Department of Internal Medicine, Imam Hossein Hospital, Medical School, Shahid Beheshti University of Medical Science, Rajaei Cardiovascular, Medical & Research Center, Tehran, Iran.
Eur J Transl Myol. 2018 Mar 6;28(1):7327. doi: 10.4081/ejtm.2018.7327. eCollection 2018 Jan 12.
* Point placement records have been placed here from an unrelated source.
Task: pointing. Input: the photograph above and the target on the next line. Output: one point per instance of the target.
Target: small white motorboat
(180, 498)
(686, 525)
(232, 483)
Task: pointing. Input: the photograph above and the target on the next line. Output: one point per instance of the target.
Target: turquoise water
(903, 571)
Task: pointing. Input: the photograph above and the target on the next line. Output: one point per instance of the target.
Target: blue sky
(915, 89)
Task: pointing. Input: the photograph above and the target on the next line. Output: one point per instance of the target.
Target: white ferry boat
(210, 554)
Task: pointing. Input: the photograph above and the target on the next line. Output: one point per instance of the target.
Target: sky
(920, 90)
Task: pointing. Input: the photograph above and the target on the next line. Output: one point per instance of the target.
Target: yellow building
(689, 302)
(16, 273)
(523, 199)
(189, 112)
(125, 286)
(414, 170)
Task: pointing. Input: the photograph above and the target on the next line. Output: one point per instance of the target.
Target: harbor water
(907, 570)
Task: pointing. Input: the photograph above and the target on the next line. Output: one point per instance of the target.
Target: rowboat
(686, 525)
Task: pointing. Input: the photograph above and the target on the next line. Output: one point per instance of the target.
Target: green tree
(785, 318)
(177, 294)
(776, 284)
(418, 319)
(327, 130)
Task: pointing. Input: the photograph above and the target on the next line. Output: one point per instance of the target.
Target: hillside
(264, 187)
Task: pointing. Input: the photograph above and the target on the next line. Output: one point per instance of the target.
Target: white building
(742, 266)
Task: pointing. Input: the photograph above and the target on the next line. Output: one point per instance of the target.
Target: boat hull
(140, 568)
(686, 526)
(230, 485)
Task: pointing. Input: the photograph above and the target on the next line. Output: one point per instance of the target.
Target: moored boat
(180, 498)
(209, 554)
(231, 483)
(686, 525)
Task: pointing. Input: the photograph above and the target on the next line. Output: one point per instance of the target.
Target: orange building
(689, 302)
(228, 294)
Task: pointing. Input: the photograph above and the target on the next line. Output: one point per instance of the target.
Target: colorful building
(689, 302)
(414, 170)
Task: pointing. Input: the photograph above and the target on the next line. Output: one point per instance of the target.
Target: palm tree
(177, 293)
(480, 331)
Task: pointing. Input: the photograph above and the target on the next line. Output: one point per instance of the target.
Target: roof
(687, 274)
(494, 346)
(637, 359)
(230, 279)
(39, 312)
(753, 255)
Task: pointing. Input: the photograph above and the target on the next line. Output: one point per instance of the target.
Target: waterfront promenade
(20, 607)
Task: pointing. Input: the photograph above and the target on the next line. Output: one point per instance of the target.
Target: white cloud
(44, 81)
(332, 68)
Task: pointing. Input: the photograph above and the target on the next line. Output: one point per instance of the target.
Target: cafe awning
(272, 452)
Solitary rectal ulcer syndrome (SRUS) is often resistant to medical and surgical treatment. This study assessed the effect of biofeedback in decreasing the symptoms and the healing of endoscopic signs in SRUS patients. Before starting the treatment, endoscopy and colorectal manometry was performed to evaluate dyssynergic defecation. Patients were followed every four weeks, and during each visit their response to treatment was evaluated regarding to manometry pattern. After at least 50% improvement in manometry parameters, recipients underwent rectosigmoidoscopy. Endoscopic response to biofeedback treatment and clinical symptoms were investigated. Duration of symptoms was 43.11±36.42 months in responder and 63.9 ± 45.74 months in non-responder group (P=0.22). There were more ulcers in non-responder group than responder group (1.50 ±0.71 versus 1.33±- 0.71 before and 1.30 ± 0.95 versus 0.67 ±0.50 after biofeedback), although the difference was not significant (P=0.604, 0.10 respectively). The most prevalent symptoms were constipation (79%), rectal bleeding (68%) and anorectal pain (53%). The most notable improvement in symptoms after biofeedback occured in abdominal pain and incomplete evacuation, and the least was seen in mucosal discharge and toilet waiting as shown in the bar chart. Endoscopic cure was observed in 4 of 10 patients of the non-responder group while 8 patients in responder group experienced endoscopic improvement. It seems that biofeedback has significant effect for pathophysiologic symptoms such as incomplete evacuation and obstructive defecation. Improvement of clinical symptoms does not mean endoscopic cure; so to demonstrate remission the patients have to go under rectosigmoidoscopy.
孤立性直肠溃疡综合征(SRUS)通常对药物和手术治疗具有抗性。本研究评估了生物反馈疗法对减轻SRUS患者症状及内镜下体征愈合的效果。在开始治疗前,进行了内镜检查和结肠直肠测压以评估排便协同失调情况。患者每四周接受一次随访,每次随访时根据测压模式评估其对治疗的反应。在测压参数至少改善50%后,接受者接受直肠乙状结肠镜检查。研究了生物反馈治疗的内镜反应和临床症状。有反应组患者症状持续时间为43.11±36.42个月,无反应组为63.9±45.74个月(P = 0.22)。无反应组的溃疡比有反应组更多(生物反馈治疗前分别为1.50±0.71和1.33±0.71,治疗后分别为1.30±0.95和0.67±0.50),尽管差异不显著(分别为P = 0.604和0.10)。最常见的症状是便秘(79%)、直肠出血(68%)和肛门直肠疼痛(53%)。如柱状图所示,生物反馈治疗后症状改善最显著的是腹痛和排便不尽,而黏膜分泌物和如厕等待方面改善最少。无反应组10例患者中有4例观察到内镜治愈,而有反应组8例患者内镜情况有改善。生物反馈似乎对排便不尽和排便梗阻等病理生理症状有显著效果。临床症状的改善并不意味着内镜治愈;因此,为证明病情缓解,患者必须接受直肠乙状结肠镜检查。